If you watch Shark Tank or other business shows, you’ll notice how a slick pitch and a confident appearance could suddenly be derailed when a prospective client’s past comes to light. They may disclose an pending lawsuit, a hidden debt or any other issue that prevents them from donating their money. This is known as due diligence or DD, and it’s the thing that fundraising teams need to do to keep their potential customers and donors protected from legal, financial and reputational risk as well as compliance risks.
The documentation and depth of due diligence required for fundraising will differ based on the stage of your startup. But, in general it’s a crucial phase of the development of your company particularly if you’re seeking the investment of venture capital funds.
Investors want to be aware of the material risks which could prevent your business from reaching its maximum potential. This includes an exhaustive analysis of your company’s strategy plan, existing resources and your capacity to meet funding goals.
Educational institutions and non-profit organizations also conduct DD on potential donors to ensure that their mission and values are aligned with the charitable contributions they’re trying to make. They’ll also examine the impact a donation could have on the organization and its leadership–and in some instances the possibility that a certain https://eurodataroom.com/the-flexibility-that-will-be-functional-with-a-virtual-data-room/ project is at risk of being overwhelmed by an unjust influence from supporters.

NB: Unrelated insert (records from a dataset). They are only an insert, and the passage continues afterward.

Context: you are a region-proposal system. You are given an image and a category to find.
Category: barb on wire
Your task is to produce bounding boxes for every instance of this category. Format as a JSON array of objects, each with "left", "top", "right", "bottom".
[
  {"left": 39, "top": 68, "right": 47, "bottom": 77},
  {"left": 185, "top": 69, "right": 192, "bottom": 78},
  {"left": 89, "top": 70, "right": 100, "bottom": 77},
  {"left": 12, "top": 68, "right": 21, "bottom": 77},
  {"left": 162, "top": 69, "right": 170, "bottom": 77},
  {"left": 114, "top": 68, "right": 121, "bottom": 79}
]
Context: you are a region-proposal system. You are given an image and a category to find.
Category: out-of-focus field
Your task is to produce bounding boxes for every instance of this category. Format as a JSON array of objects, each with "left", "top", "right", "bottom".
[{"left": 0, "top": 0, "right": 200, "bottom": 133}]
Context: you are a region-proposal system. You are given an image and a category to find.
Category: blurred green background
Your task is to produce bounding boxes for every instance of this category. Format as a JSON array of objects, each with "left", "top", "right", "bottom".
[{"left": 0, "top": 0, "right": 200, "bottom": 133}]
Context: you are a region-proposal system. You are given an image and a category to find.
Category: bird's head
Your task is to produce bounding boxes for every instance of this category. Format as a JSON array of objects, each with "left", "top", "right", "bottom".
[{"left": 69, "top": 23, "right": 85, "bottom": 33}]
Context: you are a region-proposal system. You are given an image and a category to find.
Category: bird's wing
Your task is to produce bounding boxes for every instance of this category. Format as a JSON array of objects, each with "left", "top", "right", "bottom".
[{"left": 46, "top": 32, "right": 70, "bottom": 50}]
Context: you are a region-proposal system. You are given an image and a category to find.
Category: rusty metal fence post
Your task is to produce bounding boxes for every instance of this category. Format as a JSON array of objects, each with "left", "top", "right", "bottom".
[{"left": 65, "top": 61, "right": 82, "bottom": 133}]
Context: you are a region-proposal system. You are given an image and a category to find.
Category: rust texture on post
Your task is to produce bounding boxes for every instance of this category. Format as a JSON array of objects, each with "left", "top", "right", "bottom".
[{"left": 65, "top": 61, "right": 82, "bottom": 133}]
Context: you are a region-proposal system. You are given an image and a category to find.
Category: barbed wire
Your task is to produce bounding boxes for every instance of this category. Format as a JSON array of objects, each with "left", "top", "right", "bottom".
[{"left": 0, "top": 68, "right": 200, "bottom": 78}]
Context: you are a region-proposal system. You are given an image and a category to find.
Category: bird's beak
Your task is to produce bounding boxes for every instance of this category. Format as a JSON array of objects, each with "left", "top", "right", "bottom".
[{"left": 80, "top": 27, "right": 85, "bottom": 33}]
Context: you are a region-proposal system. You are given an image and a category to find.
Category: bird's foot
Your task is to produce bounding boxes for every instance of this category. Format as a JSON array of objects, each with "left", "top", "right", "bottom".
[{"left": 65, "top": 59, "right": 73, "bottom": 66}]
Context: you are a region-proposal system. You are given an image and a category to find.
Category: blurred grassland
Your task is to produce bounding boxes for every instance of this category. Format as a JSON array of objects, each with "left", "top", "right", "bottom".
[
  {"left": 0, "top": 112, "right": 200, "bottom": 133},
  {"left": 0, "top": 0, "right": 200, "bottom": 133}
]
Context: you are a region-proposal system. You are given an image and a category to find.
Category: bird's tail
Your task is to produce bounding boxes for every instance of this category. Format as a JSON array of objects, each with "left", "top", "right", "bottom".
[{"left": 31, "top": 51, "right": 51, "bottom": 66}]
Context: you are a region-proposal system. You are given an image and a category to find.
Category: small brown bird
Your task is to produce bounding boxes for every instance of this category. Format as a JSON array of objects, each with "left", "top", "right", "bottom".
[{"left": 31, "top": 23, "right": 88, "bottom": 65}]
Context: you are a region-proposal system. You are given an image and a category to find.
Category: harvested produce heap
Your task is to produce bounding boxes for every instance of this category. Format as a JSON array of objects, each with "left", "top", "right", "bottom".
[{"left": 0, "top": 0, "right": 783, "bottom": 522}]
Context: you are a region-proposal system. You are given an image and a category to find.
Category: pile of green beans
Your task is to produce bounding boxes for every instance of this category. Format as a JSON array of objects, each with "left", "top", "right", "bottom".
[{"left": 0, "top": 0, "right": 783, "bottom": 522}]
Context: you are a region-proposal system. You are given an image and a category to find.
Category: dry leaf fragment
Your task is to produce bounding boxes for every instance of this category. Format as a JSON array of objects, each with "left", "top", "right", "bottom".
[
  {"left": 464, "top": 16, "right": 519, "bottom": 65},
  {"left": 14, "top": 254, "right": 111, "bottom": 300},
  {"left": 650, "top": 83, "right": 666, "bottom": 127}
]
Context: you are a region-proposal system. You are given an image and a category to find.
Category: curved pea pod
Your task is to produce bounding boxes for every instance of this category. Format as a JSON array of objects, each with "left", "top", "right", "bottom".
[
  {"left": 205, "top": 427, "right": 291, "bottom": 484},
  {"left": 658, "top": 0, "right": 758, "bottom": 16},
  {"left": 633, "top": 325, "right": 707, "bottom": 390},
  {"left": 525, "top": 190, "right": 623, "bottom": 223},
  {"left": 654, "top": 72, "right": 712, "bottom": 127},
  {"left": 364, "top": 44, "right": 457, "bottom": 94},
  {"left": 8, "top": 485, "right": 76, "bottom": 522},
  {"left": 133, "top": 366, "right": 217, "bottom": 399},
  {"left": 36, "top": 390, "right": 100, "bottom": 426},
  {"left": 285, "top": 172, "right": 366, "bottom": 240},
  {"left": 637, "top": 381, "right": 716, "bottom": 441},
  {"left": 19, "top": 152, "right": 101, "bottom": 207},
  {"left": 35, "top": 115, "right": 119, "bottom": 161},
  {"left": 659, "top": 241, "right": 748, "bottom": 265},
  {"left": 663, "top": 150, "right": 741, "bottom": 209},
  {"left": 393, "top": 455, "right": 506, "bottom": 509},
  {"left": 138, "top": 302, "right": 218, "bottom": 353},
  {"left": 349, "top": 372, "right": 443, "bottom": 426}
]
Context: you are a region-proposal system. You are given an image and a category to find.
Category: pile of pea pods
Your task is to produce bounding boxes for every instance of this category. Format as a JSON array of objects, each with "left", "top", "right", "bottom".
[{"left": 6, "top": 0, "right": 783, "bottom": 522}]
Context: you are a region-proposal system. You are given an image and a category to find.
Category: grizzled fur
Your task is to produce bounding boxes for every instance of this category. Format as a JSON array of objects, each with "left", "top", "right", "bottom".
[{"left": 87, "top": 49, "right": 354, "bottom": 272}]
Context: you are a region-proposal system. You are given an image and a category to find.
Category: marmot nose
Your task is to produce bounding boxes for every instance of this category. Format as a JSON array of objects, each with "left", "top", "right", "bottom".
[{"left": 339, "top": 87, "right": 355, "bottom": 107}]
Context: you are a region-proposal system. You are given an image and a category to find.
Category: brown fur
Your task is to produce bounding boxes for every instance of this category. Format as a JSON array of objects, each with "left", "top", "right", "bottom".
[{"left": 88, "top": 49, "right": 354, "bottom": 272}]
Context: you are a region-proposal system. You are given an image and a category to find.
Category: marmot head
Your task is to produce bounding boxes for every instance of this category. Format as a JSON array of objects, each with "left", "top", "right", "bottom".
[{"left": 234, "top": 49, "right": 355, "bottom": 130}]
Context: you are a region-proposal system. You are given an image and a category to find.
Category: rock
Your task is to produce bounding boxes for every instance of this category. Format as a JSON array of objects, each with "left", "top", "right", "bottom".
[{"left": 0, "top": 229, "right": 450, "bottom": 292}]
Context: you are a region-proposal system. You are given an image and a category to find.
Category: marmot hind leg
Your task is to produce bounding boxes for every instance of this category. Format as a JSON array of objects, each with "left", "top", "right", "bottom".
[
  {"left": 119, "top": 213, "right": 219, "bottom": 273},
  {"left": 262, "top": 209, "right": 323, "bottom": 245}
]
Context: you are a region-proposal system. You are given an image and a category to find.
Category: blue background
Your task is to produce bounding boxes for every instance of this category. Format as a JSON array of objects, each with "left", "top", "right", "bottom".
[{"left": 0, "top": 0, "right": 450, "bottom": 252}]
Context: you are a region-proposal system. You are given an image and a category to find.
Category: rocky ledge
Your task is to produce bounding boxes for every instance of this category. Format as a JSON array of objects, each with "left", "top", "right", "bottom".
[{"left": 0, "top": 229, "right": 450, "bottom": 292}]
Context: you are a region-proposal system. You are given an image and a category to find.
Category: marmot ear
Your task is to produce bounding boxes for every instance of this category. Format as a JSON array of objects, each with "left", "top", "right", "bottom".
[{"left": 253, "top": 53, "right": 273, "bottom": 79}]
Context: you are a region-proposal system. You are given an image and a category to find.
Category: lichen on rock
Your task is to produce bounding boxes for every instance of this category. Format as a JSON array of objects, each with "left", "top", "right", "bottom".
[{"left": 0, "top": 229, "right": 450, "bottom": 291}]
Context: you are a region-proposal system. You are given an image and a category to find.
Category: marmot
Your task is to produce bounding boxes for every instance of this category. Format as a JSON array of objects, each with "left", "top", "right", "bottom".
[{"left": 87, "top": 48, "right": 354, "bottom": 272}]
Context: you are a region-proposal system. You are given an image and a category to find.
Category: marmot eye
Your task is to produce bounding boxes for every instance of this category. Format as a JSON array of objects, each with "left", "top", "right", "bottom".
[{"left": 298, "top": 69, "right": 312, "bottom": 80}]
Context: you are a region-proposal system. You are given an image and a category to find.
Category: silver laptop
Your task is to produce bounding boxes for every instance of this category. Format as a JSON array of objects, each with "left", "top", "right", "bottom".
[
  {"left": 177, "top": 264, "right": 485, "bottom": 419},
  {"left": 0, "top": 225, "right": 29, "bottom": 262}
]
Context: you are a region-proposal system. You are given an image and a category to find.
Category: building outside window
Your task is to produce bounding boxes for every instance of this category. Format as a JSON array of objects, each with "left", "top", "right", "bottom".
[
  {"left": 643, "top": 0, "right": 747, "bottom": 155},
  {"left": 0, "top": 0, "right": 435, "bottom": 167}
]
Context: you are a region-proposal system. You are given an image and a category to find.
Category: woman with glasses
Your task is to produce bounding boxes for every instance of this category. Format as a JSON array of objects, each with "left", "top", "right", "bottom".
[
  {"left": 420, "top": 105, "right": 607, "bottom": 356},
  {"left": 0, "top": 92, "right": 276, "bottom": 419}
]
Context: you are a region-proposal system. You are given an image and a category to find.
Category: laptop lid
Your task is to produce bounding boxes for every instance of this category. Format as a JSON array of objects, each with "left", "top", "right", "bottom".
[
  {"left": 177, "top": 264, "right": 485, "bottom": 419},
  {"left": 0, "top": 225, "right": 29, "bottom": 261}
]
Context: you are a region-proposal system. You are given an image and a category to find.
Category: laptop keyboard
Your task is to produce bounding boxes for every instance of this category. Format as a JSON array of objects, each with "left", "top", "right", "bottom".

A consistent, clear risk rubric that will guide the due diligence process when dealing with prospects will help streamline your efforts and speed up the timeframes for fundraising. This will help your organization avoid having to start over after an unexpected setback or delay. Making sure your dataroom is “DD ready” can cut down your legal expenses and ensure that you are able to provide prospective customers with the information they need to make a choice.